A feature of the UK vCJD epidemic was the relatively young age of the patients at onset. During 1995–2014, only 6 of 177 cases of vCJD identified in the United Kingdom were in persons >55 years of age at the onset of symptoms. Clinical phenotypes in these 6 patients were less consistent than those observed in younger patients (). The evidence suggests that age is not a barrier to either infection or developing the disease; diagnosis of vCJD may become more important as exposed populations become older. Our study demonstrates that older persons harbor the vCJD agent in the central nervous system in a similar manner to younger persons. Small differences in incubation periods and the intensity of TSE vacuolation are apparent, which may be indicative of variation in the titer of the isolates. It is unknown when the 2 patients from Spain were infected, but if they were exposed at the same time, the 23-year difference in age at time of exposure may have influenced pathogenesis and the ability of the agent to replicate. A delay in neuroinvasion or slower rates of replication in the brain could explain why clinical symptoms are more variable in older patients.

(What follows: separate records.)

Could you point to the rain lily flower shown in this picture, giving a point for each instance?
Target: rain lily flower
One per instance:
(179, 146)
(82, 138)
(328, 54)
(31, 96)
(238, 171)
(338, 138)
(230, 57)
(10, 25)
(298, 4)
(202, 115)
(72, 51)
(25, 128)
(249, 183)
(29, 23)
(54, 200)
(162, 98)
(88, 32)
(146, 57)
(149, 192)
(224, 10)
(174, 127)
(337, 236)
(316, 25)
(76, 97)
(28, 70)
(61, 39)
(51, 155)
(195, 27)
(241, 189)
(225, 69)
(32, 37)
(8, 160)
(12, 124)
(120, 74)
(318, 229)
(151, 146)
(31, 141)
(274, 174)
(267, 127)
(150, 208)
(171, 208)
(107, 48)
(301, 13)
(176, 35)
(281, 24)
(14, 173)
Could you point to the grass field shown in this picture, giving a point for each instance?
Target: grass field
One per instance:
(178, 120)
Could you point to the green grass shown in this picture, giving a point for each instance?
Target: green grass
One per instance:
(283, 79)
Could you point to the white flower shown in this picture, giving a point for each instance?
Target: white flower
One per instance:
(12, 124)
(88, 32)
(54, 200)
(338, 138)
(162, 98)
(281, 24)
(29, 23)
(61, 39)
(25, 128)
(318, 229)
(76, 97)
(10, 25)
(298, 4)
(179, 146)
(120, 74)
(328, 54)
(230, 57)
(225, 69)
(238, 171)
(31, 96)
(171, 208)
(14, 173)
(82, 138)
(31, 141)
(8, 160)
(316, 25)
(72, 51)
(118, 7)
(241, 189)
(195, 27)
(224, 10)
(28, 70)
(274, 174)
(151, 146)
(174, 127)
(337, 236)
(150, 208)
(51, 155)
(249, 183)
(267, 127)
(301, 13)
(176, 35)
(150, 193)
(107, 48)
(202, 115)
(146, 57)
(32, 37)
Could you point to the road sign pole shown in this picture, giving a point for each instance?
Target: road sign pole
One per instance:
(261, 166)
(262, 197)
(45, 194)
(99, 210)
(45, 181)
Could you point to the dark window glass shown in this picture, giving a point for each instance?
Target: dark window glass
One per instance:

Although our study demonstrates that clinical presentation and infective titer may differ between patients, the overall strain characteristics remain similar. Thus, the vCJD strain can be identified using our strain typing panel regardless of these variable factors.

This study highlights the need for awareness of vCJD in older age groups, particularly in patients with clinical manifestations of atypical dementias. These findings add additional supporting evidence to the hypothesis that a single strain of TSE agent is responsible for vCJD cases, regardless of geographic origin or age at infection, and indirectly support the hypothesis of a dietary origin for primary cases of vCJD.

Technical Appendix

Immunohistochemical and Western blot analyses for study of transmission of Creutzfeldt-Jakob disease in wild-type mice from inoculation of brain tissue homogenates from 2 patients from Spain and a reference patient from the United Kingdom.